IJM Kampala: Finally Safe from Violence, Harriet Feels “Victorious”

Harriet and her eight children are now safe in their home thanks to IJM Kampala.
Harriet and her eight children are now safe in their home thanks to IJM Kampala.
Relatives allegedly beat on the walls of Harriet's small home to force her to leave.
Relatives allegedly beat on the walls of Harriet's small home to force her to leave.
IJM Attorney Geraldine Kabami is standing up for the family. She says, "The law will stop you if you commit criminal acts against vulnerable widows and orphans
IJM Attorney Geraldine Kabami is standing up for the family. She says, "The law will stop you if you commit criminal acts against vulnerable widows and orphans

KAMPALA, UGANDA – After her husband died, Harriet and her eight children endured years of abuse from relatives who wanted to steal her home and land.

But today—thanks to collaboration between local police and IJM Kampala—Harriet and her family are safe. Two violent relatives have been arrested, tried and found guilty of their crimes. Her home is secure, and Harriet is overjoyed.

"Everyone in Harriet's community knew about the terror under which she was living," says IJM Uganda Deputy Director Kathryn Wilkes. "Now, after years of being harassed and terrorized, Harriet's tormentors have been arrested, charged and restrained, and they will be held accountable for their crimes."

Relatives' Threats Build to Constant Fear

Harriet's terror began just after her husband died in 2008. Even before the funeral took place, his relatives demanded that Harriet vacate their home—leaving her children and property to them—but she bravely refused. She says, "If I left my children with my husband's family, they would be turned into street kids."

Relatives then tried to starve them out by stealing or cutting down the crops Harriet grew to feed her family. Harriet's brother-in-law moved into a home next to hers, where he would repeatedly harass and verbally abuse Harriet.

For five years, Harriet's oldest daughter, Sarah, watched as her mother was subjected to these threats, insults and humiliation. Police seemed unable to stop the abuse, and local leaders failed to help. Sarah feared that one day she would return home from school to find her mother dead.

Finding a Defender Just in Time

The threats reached a terrifying peak in May 2013. Two of Sarah's cousins stormed the home late in the night and violently beat on the walls—causing bricks to fall in on Harriet's family inside. They screamed threats and demanded that Harriet abandon the home. One of the cousins threatened to kill Harriet and bury her where no one would find her.

Fearing for her family's safety, Sarah confided in her church leaders, who referred her to IJM Kampala for the urgent help they needed. For the first time, Harriet's family had an ally and hope for the future.
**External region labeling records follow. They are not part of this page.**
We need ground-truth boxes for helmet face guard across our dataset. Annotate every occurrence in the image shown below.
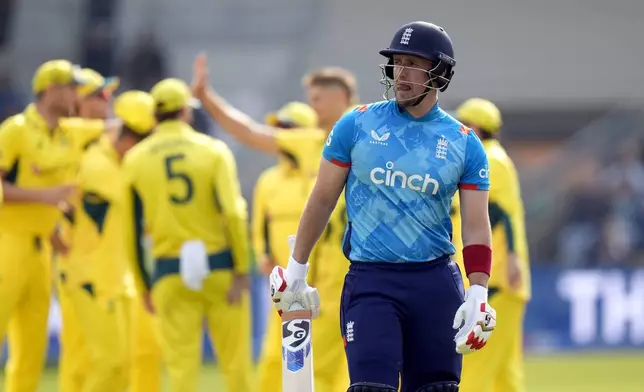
[380,21,456,106]
[379,51,455,106]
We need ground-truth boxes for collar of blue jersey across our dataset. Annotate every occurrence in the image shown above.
[398,100,443,122]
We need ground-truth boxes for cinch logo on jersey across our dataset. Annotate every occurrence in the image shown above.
[369,161,439,195]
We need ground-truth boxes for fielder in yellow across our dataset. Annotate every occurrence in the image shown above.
[129,264,163,392]
[252,102,324,392]
[123,79,252,392]
[452,98,531,392]
[0,60,96,392]
[193,55,357,392]
[52,68,119,392]
[66,91,155,392]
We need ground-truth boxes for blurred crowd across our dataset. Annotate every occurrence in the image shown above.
[0,0,644,266]
[556,138,644,267]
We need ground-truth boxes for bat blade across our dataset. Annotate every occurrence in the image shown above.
[282,304,314,392]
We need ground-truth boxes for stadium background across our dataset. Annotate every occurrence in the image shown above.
[0,0,644,392]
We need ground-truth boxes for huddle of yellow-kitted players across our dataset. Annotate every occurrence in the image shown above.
[0,55,530,392]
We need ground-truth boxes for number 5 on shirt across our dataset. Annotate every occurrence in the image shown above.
[165,154,194,204]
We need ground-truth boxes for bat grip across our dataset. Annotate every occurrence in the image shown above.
[282,302,313,321]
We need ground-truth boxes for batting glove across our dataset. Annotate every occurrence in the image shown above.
[453,285,496,354]
[269,236,320,318]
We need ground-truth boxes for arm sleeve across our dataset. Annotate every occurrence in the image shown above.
[122,158,152,294]
[0,119,21,172]
[323,111,356,167]
[459,130,490,191]
[214,142,250,274]
[489,158,519,252]
[251,173,270,258]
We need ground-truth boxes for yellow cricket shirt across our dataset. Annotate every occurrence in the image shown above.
[68,137,127,296]
[0,104,103,237]
[123,121,250,292]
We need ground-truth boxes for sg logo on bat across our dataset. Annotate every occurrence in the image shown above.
[282,319,311,373]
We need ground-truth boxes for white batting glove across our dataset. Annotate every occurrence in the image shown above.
[453,285,496,355]
[269,235,320,318]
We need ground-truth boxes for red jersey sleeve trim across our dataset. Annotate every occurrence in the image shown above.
[458,184,479,191]
[329,158,351,168]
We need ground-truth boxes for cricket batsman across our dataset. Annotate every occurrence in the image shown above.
[270,22,496,392]
[0,60,92,392]
[193,55,357,392]
[123,79,252,392]
[52,68,119,392]
[452,98,531,392]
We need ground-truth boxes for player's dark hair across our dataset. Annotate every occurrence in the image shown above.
[119,124,148,142]
[302,67,358,103]
[154,109,183,123]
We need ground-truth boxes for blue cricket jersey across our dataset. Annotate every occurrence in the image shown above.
[324,101,490,262]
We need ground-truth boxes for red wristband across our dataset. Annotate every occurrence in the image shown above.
[463,245,492,276]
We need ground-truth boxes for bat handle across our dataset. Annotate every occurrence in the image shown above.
[282,302,313,321]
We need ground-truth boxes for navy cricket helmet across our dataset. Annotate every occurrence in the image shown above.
[380,22,456,96]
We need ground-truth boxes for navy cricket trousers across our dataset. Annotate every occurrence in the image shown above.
[340,257,465,392]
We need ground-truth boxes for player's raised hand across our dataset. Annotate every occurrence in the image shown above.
[269,236,320,318]
[453,285,496,354]
[192,52,208,99]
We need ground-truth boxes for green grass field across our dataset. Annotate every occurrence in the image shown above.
[0,353,644,392]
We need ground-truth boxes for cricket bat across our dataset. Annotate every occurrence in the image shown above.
[282,303,314,392]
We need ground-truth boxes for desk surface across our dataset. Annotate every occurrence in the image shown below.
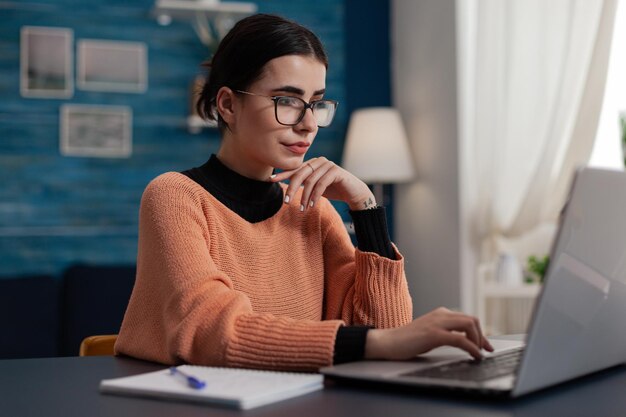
[0,356,626,417]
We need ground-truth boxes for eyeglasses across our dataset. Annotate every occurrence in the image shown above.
[234,90,338,127]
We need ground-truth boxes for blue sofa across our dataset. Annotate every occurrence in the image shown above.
[0,265,135,359]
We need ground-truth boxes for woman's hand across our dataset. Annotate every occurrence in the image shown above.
[270,157,376,211]
[365,307,493,360]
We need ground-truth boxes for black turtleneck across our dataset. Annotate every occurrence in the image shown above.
[182,155,395,364]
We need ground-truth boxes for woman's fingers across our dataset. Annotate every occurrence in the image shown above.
[270,157,336,211]
[300,161,335,209]
[441,332,482,360]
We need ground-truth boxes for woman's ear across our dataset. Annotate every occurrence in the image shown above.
[215,87,236,125]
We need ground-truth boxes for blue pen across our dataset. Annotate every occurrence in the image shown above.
[170,366,206,389]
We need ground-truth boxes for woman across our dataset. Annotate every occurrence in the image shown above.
[116,15,491,371]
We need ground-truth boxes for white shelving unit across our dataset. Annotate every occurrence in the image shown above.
[476,264,541,335]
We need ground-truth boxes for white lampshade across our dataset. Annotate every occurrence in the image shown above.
[341,107,415,183]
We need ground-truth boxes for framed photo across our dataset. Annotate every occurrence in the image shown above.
[76,39,148,93]
[20,26,74,98]
[60,104,132,158]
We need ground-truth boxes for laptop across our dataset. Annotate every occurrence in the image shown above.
[321,168,626,397]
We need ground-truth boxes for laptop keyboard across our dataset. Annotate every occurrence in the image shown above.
[402,348,524,381]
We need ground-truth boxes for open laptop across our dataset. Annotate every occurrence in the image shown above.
[321,168,626,397]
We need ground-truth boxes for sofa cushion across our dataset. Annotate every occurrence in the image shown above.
[0,275,59,359]
[60,265,135,356]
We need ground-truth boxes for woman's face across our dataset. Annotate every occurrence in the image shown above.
[219,55,326,180]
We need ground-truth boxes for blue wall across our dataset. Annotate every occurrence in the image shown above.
[0,0,389,278]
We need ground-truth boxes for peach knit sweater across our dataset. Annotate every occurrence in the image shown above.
[115,172,412,371]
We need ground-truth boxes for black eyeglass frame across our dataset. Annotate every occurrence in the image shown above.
[233,90,339,129]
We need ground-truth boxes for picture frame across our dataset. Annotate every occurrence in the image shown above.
[76,39,148,93]
[20,26,74,98]
[60,104,132,158]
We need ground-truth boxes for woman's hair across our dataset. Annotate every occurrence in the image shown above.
[196,14,328,132]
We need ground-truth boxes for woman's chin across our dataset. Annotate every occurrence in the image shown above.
[276,155,304,171]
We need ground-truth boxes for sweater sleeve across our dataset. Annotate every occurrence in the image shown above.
[115,174,342,371]
[320,200,413,328]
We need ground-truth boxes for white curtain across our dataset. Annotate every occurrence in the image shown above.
[457,0,617,261]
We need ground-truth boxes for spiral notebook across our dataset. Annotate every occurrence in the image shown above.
[100,365,324,410]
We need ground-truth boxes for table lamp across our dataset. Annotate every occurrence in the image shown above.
[341,107,415,205]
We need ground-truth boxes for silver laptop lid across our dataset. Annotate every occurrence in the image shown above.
[512,164,626,396]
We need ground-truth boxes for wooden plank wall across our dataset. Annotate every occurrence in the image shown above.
[0,0,348,278]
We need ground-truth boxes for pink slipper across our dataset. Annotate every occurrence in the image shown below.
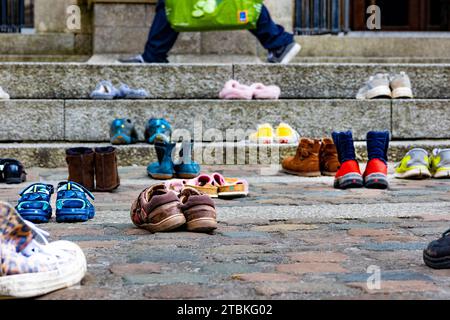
[250,83,281,100]
[211,172,249,198]
[219,80,253,100]
[186,174,217,198]
[164,179,187,193]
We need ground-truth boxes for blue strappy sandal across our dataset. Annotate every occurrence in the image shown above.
[56,181,95,222]
[16,183,54,223]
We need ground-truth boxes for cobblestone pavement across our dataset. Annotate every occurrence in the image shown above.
[0,166,450,299]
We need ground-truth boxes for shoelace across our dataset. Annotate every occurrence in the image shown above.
[22,220,70,273]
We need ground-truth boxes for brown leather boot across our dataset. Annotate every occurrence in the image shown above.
[66,147,94,191]
[95,147,120,191]
[319,138,340,177]
[281,138,320,177]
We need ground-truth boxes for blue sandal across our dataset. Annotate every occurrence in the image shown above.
[56,181,95,222]
[16,183,54,223]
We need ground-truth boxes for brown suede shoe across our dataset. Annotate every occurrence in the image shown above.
[66,147,94,191]
[179,187,217,233]
[319,138,340,177]
[130,183,186,233]
[281,138,320,177]
[95,147,120,191]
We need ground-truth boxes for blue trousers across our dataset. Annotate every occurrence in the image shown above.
[142,0,294,62]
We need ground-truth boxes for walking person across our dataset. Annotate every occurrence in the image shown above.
[119,0,301,64]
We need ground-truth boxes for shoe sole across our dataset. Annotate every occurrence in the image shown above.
[322,171,336,177]
[283,168,321,177]
[140,213,186,233]
[0,241,87,298]
[366,86,392,99]
[433,170,450,179]
[186,218,217,233]
[280,43,302,64]
[176,173,199,179]
[423,250,450,269]
[56,208,92,222]
[17,209,51,223]
[218,191,248,199]
[111,135,131,145]
[364,173,389,189]
[334,173,364,189]
[392,87,413,99]
[394,167,431,180]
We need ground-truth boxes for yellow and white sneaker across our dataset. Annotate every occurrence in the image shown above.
[394,148,431,179]
[430,149,450,179]
[275,122,300,144]
[250,123,274,144]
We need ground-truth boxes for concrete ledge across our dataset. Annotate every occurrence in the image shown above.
[0,33,76,55]
[296,35,450,58]
[5,140,450,170]
[234,63,450,99]
[65,100,391,141]
[0,99,450,142]
[392,100,450,139]
[0,63,232,99]
[0,63,450,99]
[0,100,64,141]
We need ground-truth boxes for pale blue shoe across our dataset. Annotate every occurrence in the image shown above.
[91,80,120,100]
[119,83,148,99]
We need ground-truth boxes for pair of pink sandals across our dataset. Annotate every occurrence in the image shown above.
[219,80,281,100]
[165,172,249,198]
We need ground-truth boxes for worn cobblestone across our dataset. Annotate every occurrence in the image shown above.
[0,166,450,299]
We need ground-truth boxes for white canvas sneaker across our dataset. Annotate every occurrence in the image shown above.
[0,202,87,298]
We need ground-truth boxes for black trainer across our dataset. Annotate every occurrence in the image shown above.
[0,159,27,184]
[119,54,145,63]
[423,229,450,269]
[267,42,302,64]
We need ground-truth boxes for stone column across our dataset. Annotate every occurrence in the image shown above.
[34,0,92,54]
[264,0,295,32]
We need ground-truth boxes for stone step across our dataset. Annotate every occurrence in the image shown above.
[0,99,450,142]
[0,140,450,170]
[0,62,450,99]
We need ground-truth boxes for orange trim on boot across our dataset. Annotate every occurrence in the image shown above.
[364,159,387,177]
[336,160,361,178]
IJM investigators worked with local police to obtain evidence of the terrifying violence. On August 12, 2013, they arrested the two cousins who had attacked the home and threatened Harriet. A judge denied their request to leave on bail, so the cousins will remain in prison as they await trial.

IJM Staff Attorney Geraldine Kabami says, "The arrests and detention sent panic to the other relatives and gave them a reality check that criminals get apprehended. This tells the community that the long arm of the law will stop you if you commit criminal acts against vulnerable widows and orphans."
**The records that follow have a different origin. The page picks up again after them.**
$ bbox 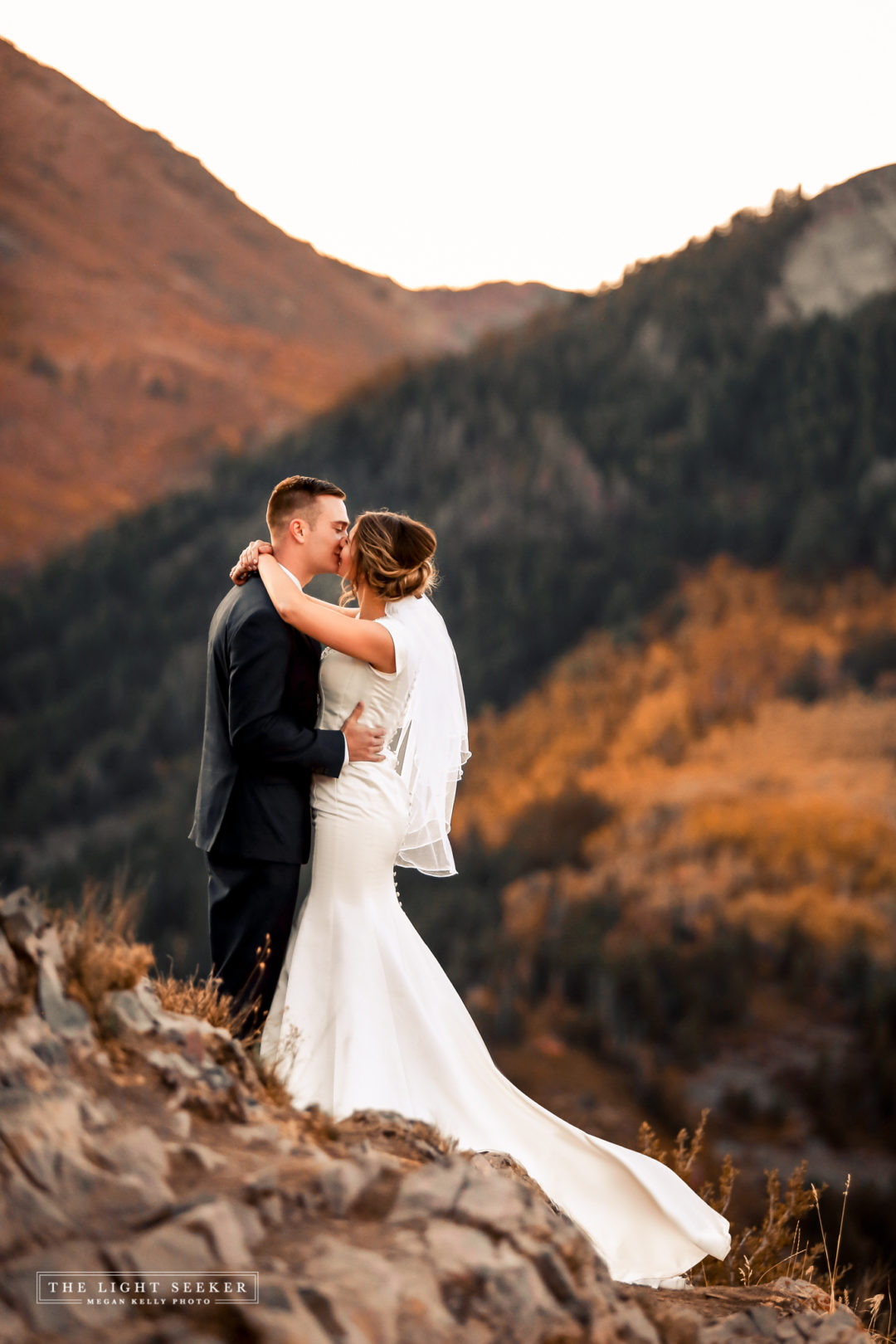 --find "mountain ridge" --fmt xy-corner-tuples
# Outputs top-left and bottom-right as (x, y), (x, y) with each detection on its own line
(0, 41), (564, 563)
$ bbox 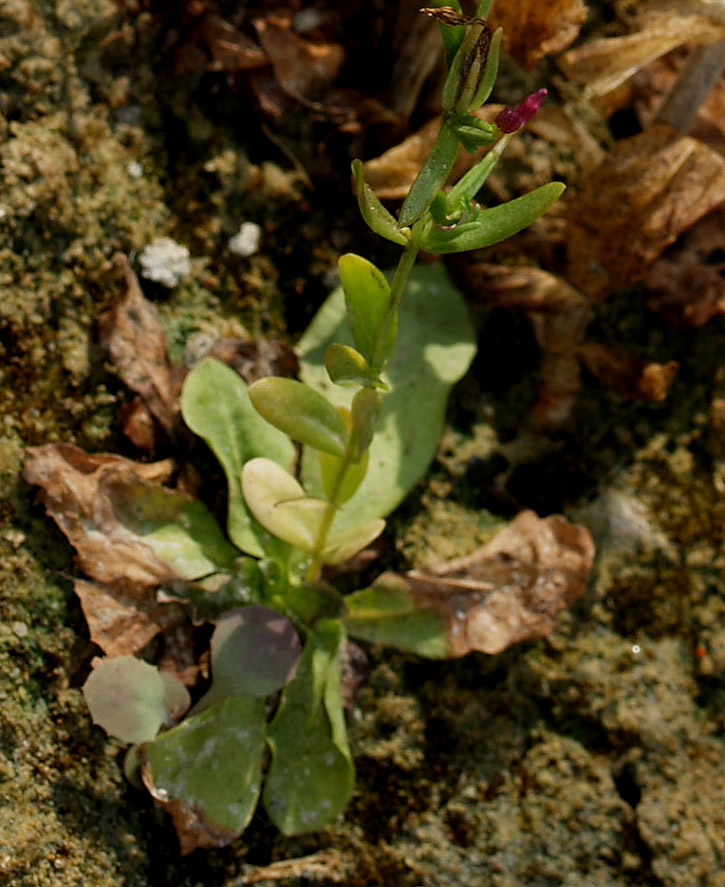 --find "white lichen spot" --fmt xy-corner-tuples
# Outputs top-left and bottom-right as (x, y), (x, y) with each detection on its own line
(139, 237), (191, 289)
(229, 222), (262, 258)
Judge Stands Firm—No Easy Way Out

Several days after the abusive relatives were arrested, IJM and local council leaders met with Harriet's extended family to affirm the widow's rights and clearly mark out her land. They discovered that Harriet had rights to even more land than she knew. Harriet can use it to support herself and her children for years to come.

On September 23, 2013, the two relatives who violently threatened Harriet were at last brought before a judge. Harriet bravely testified about their harassment, and her abusers finally admitted their crimes and asked her forgiveness. Geraldine called their confession "a remarkable moment."

Many times, confessions and apologies like this satisfy the court and cases end there. But this judge remained steadfast that justice needed to be done. She found the relatives guilty, ordered them to pay Harriet for the crops they destroyed and laid out serious prison sentences if they ever harassed her again.

Convicting these relatives in spite of their confession represents a promising change for local courts in the fight against property grabbing. Many members of the community attempt to prey on poor widows because they believe there will be no consequences from local law enforcement. This clear ruling showed the community that courts and laws will in fact protect the powerless.

Celebrating the judge's decision, Geraldine says, "It meant triumph for Harriet and her children—and triumph for every widow and orphan who sat in that courtroom!"

Safe, Secure and Feeling "Stronger"

IJM will continue to work with Harriet's family as they make sure her home and land are secure. IJM social workers have ensured Sarah and her siblings are in school and getting what they need to succeed.

For Harriet, these convictions signify an end to the years of abuse and fear she endured. Now she knows her children are safe, and that no one can rob them of a safe and secure home.

"I am thankful my daughter went to IJM," Harriet says with an enormous smile. "I feel joy deep down in my heart. I feel stronger now. I feel victorious."